Other billionaires are less obvious in their goals but no less (and probably much more) successful. What is ChatGPT except a memory-erasure machine? By severely de-emphasizing the sources it relies on to spew out its content, it trains people to become less familiar with where information actually comes from, and more dependent on itself, which is to say more dependent on the information it allows through, information ultimately controlled by right-wing-friendly billionaires.
It’s no coincidence that the internet has been found to weaken people’s memory to the point it has a term in academia—“digital amnesia”—because this is one of its explicit purposes. The more we rely on Google to remember everything for us, to do research for us, to even autocomplete sentences for us (even though, in my experience, that feature has never, ever, ever been faster than just typing out three or four words on your own), the less we can remember how to live our lives without the help of these billionaires overlords.
Their mission is succeeding: people have become less skilled at doing their own research, and less trustful of actual information than of information filtered through algorithms. Forty Five percent of U.S. teens now think journalists do more harm to democracy than good, but have very little problem getting their “news” from streamers and influencers (who are usually just spewing bastardized and versions of the news that these teens seem to distrust, twisted into whatever shape that the billionaire-backed platforms algorithmically deem supportable).
One of the greatest tricks ever pulled was convincing us that the internet is some neutral technology, as opposed to a platform controlled by people with a vested interest in controlling us. Perhaps now that the consequences of this control are becoming obvious, we will have less of a problem recognizing that our digital lives are not only being corrupted, but corrupting the diminishing real lives we have left.
And that’s tea, lol.




While I wish a different phrase than “The Internet” was being used, I agree with the intention of the article.

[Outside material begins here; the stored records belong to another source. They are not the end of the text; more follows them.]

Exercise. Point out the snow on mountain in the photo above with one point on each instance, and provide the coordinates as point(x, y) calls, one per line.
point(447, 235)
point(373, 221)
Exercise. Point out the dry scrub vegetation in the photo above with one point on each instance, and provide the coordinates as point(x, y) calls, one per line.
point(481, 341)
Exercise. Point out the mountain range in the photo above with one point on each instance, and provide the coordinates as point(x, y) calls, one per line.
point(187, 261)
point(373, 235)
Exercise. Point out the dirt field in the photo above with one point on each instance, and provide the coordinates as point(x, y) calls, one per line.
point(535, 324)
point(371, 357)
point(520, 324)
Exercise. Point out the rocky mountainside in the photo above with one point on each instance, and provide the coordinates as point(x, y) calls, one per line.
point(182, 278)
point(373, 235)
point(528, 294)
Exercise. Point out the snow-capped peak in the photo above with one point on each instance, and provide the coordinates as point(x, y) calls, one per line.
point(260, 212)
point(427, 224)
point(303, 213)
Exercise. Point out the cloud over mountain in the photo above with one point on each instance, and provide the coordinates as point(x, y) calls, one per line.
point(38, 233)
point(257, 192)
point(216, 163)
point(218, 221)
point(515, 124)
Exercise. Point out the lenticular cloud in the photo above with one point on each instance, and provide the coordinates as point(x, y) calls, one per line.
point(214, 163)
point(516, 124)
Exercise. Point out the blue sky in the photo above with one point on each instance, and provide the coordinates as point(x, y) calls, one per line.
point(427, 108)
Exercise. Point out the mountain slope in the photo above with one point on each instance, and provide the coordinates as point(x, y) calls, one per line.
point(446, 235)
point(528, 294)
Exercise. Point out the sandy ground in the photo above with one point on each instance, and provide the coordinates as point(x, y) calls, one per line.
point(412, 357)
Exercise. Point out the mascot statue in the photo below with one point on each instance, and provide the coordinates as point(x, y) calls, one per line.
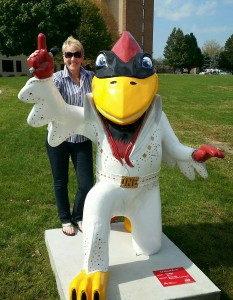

I believe we are still talking about media concentration. While the underlying technology of “The Internet” was neutral, specific policies were put in place (many based on the USA’s National Information Infrastructure Task Force under Bill Clinton) that recreated the traditional centralized media landscape but without the regulation that previously existed.
While I spent decades opposing the NII policy as it was being pushed onto Canada (through policy laundering/etc — all within the Clinton era, for those who think policies that benefit the right-wing were Republican rather than simply the USA), I saw how existing concentrated media in many countries pushed to ensure that what they were calling “New Media” would become even more concentrated than traditional media.
I wish appropriate regulation would come forward, but from what I’ve seen the confusion that the problem is “The Internet” rather than “media concentration” will cause Anglosphere (and beyond) regulation to make the problem worse.
thank you for articulating why i find it so freaky when people around me (myself included) start using internet slang as though it’s a natural part of their vocabulary. we are not YAPPERS we are people who enjoy conversation with each other for the love of all that is humanly textured, and so on. the homogenization of our language is chilling not cute.